Pendant une demi-heure, nous avons pu essayer Sea of Solitude en compagnie de Cornelia Geppert, la développeuse à l'origine du projet.

Annoncé en février 2015 par le studio allemand Jo-Mei Games, Sea of Solitude a été très discret pendant ses quatre années de développement. On savait qu’il mettrait en scène les aventures de Kay, une jeune fille perdue dans un Berlin immergé et rempli de monstres inquiétants, mais pas beaucoup plus. Depuis son apparition à la conférence EA Play en juin 2018, aucune nouvelle information n’avait filtré sur le jeu, si ce n’est sa date de sortie : le 5 juillet 2019 sur PC, PS4 et Xbox One.

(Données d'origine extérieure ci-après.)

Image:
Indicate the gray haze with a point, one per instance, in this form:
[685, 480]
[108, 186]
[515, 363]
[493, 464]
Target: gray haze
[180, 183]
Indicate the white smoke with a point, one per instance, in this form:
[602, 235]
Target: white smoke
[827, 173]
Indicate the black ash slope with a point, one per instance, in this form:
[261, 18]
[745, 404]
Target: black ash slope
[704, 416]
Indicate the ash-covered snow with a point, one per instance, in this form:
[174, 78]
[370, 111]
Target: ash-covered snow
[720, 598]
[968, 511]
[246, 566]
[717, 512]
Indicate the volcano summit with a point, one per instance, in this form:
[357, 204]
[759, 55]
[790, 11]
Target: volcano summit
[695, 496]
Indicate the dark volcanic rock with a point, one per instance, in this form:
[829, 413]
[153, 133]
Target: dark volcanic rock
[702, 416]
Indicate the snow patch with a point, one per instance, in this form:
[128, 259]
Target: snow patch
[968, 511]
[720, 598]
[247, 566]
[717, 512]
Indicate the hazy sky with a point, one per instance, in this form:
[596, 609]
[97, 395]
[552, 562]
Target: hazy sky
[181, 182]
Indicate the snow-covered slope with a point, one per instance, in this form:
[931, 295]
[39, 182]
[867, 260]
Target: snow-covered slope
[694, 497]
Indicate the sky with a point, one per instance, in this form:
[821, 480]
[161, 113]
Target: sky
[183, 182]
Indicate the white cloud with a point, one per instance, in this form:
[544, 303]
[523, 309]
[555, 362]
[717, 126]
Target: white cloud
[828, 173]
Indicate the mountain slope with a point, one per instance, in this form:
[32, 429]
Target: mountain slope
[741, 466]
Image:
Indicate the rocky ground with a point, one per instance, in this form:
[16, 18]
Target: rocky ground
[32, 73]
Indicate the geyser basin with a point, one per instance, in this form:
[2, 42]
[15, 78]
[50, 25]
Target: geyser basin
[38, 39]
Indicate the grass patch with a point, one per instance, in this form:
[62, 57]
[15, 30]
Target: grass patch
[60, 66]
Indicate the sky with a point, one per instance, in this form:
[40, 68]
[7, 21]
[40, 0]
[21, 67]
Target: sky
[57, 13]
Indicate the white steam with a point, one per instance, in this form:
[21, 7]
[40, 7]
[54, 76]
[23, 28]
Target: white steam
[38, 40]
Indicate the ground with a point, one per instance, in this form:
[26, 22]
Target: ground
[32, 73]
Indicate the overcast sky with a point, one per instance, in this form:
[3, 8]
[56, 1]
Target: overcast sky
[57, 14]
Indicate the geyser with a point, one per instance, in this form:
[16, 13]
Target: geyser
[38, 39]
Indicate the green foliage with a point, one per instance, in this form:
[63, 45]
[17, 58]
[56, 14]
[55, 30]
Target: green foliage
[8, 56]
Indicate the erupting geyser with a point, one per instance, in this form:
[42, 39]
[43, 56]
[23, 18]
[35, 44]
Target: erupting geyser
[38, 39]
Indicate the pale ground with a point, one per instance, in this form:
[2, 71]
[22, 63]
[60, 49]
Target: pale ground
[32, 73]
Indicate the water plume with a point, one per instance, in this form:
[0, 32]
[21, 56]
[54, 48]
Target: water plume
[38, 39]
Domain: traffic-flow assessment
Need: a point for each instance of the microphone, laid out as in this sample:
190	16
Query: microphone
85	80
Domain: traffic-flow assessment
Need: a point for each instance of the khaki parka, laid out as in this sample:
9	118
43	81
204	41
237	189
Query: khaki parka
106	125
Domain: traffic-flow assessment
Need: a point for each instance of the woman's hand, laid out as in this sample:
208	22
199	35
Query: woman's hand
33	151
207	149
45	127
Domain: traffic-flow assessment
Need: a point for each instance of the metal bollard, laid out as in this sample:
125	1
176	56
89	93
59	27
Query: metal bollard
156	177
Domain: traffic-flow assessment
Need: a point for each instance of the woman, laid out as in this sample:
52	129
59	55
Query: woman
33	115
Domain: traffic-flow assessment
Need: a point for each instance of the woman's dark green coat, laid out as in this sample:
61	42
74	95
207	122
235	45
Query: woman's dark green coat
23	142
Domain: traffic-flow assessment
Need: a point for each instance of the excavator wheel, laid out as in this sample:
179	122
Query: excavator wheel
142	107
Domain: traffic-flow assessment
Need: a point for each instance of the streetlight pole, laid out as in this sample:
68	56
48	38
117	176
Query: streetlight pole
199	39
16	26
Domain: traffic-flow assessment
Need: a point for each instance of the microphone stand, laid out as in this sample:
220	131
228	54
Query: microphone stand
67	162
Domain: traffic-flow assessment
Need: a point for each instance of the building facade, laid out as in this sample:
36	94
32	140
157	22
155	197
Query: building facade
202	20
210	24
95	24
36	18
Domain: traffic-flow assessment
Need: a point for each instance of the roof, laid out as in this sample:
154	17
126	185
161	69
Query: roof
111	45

C’est finalement en juin 2019 que Sea of Solitude a refait parler de lui avec un événement organisé à Paris et dédié à sa prise en main. Pendant une trentaine de minutes, Numerama a pu tester le jeu en compagnie de Cornelia Geppert, PDG de Jo-Mei Games et développeuse à l’origine du projet.

Un univers solitaire

« Il y a eu une période dans ma vie où je n’allais pas bien du tout. C’est à cette époque que j’ai eu l’idée de Sea of Solitude. » C’est ainsi que Cornelia Geppert commence sa présentation alors que les premières images du jeu défilent à l’écran. Il ne faut pas s’y tromper : si Sea of Solitude est sponsorisé par Electronic Arts, via sa gamme EA Originals, il s’agit bien d’un jeu d’auteur qui met l’accent sur les émotions et s’inspire de la vie de sa créatrice.

Pour raconter l’histoire de Kay, Jo-Mei Games s’appuie beaucoup sur les environnements. // Source : Jo-Mei Games

L’histoire se déroule dans un univers fantastique, mais on comprend dès les premières scènes que les événements et les décors du jeu sont des métaphores du mal-être de Kay. Les deux niveaux que nous avons parcourus utilisent efficacement l’environnement pour traduire l’état psychologique du personnage : le niveau de la mer, la météo, les bâtiments traversés et ainsi de suite. « Rien n’est laissé au hasard dans Sea of Solitude » explique Cornelia. «  On a voulu que chaque élément donne des indices sur l’histoire, sur les raisons de la présence de Kay dans cet endroit. »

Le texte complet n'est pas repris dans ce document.